There was usually no change in the human genome from birth to adult. So we collected peripheral blood from 100 individuals’ adults with no significant medical history and no reproductive system diseases as the control group to compare genetic variants with abortion tissues. Demographic information, medical and obstetric histories were also evaluated for both groups. All procedures performed in the study involving abortion tissue samples were by the ethical standards of The Affiliated Suzhou Hospital of Nanjing Medical University, Suzhou Municipal Hospital. The tissue or blood was frozen by liquid nitrogen.
After thawed, washed the aborted tissue with phosphate-buffered saline (PBS), and extracted the Genomic DNA by QIAamp® DNA Mini Kit (Qiagen, Hilden, Germany). Genomic DNA was extracted by QIAamp® DNA Mini Kit (Qiagen, Hilden, Germany) from blood in the same way. Quantity and purity of gDNA were assessed by Qubit® 3.0 Fluorometer (Invitrogen, Carlsbad, CA, USA) and NanoDrop-One (Thermo Scientific, Wilmington, DE, USA). The isolated DNA was stored in the − 80℃ refrigerator immediately.
Library preparation and Illumina sequencing
1 ug of gDNA was fragmented to the size range of 200–500 bp by M220 Focused-ultrasonicator (Covaris, UK), and next end repair, tailing and adaptor ligation with VAHTS Universal DNA Library Prep Kit for illumining (VAZYME), 7 cycles were performed in the amplification. Quality controlling the generate sequencing library by Agilent 2100 bioanalyzer (Agilent) and Qubit 3.0 (Invitrogen). Massively parallel sequencing of aborted tissue libraries was performed on the BGI500 platform (BGI, China).
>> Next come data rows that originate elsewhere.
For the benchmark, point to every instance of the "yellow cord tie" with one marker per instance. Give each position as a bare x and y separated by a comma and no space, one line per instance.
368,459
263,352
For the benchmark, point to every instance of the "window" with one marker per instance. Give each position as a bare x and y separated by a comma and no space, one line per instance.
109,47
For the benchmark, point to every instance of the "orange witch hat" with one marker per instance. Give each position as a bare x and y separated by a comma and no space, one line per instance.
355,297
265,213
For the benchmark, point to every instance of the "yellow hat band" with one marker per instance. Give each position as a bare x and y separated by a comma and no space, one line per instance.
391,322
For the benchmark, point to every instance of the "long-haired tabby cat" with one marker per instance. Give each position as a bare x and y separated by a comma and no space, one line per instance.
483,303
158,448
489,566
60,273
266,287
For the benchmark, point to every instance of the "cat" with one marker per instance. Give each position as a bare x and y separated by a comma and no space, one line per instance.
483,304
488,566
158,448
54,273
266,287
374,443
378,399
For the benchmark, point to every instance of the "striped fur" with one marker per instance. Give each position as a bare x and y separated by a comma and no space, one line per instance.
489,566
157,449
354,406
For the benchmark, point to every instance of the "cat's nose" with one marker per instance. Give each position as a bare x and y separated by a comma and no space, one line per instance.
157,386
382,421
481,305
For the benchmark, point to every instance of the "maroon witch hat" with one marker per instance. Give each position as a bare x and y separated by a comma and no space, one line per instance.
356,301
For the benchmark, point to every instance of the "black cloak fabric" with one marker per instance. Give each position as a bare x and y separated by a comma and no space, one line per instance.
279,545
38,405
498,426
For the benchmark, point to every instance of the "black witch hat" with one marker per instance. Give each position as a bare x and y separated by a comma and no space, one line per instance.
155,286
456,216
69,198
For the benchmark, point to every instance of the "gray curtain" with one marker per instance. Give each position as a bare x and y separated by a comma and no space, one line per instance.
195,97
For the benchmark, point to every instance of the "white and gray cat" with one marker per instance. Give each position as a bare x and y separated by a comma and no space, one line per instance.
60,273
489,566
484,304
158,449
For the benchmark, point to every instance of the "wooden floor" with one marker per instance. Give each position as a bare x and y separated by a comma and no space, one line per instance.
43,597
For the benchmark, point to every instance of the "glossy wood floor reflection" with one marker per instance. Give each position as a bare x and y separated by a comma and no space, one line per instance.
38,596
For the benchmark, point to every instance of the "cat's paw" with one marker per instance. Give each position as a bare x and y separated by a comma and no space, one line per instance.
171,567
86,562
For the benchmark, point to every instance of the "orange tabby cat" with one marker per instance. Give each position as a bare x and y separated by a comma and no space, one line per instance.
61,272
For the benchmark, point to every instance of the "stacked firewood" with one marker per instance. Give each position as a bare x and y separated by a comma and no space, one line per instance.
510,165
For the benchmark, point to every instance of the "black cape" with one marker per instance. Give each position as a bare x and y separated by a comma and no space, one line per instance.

The sequencing data was 70M-200M PE150 raw reads per sample.
Sequence data analysis
We used WGL-MPS (whole-genome low-coverage mate-pair sequencing) technology to detect the CCRs (complex chromosomal rearrangements) in maternal chromosomes and further checked for aneuploidy by conventional PGT-A. Therefore, 72 abortion tissue samples without abnormal chromosome structure and number were selected as the experimental group. The number of original reads for each sample was more than 70 million. To eliminate the difference in sequencing depth, we randomly selected 70 million reads for each sample and merged the raw data. This newly merged data had a total of 5.04 billion reads number.
First, we performed a filtering p whole genome rocess by SOAPnuke (V1.5.0) on the merged data. After filtering, the merged data were mapped to the reference genome sequence(hg19)using BWA (V0.7.12). We used a self-developed program to analyze the bam file and counted the number of the four bases of ATCG at each coverage site. We retained high quality (depth was greater than 4 and non-reference frequency is greater than 10%) mutations and annotated the mutation sites with genomic, population frequency, and functional annotations. In the control group, we selected 100 whole genome sequencing samples. We performed the filtering, alignment, bam file statistics, mutation filtering, and annotation steps of the above experimental group to obtain the result file of each sample (Fig. 1a).
Selected all the genes related to abortion on hg19, therapeutic abortion (HP:0030449), recurrent spontaneous abortion (HP:0200067), spontaneous abortion (HP:0005268), use the Exomiser(v12.1.0). Then, found the genes and the mutation sites of these genes in the case sample. Next, retained meaningful mutation sites related to abortion (Fig. 1b). Afterward, selected the sites with a non-reference frequency was greater than 10% from the 72 samples. Subsequently, filtered out the variants with allele frequencies above 1% in the ExAC database or unknown population frequencies. The distribution of the population frequency in CHR is in Fig. 2. Variants fulfilling the following criteria were retained in exon regions: frameshift deletion, stopgain, nonframeshift insertion, nonsynonymous SNV and splicing. After that found out the corresponding mutation site in controls behind the above screening. Finally, found the non-reference mutation frequency (Non-reference mutation frequency, means to the sum of the frequency of occurrence of all bases different from the reference, regardless of the direction of mutation) of these mutation sites differed between merged sample, and controls significantly.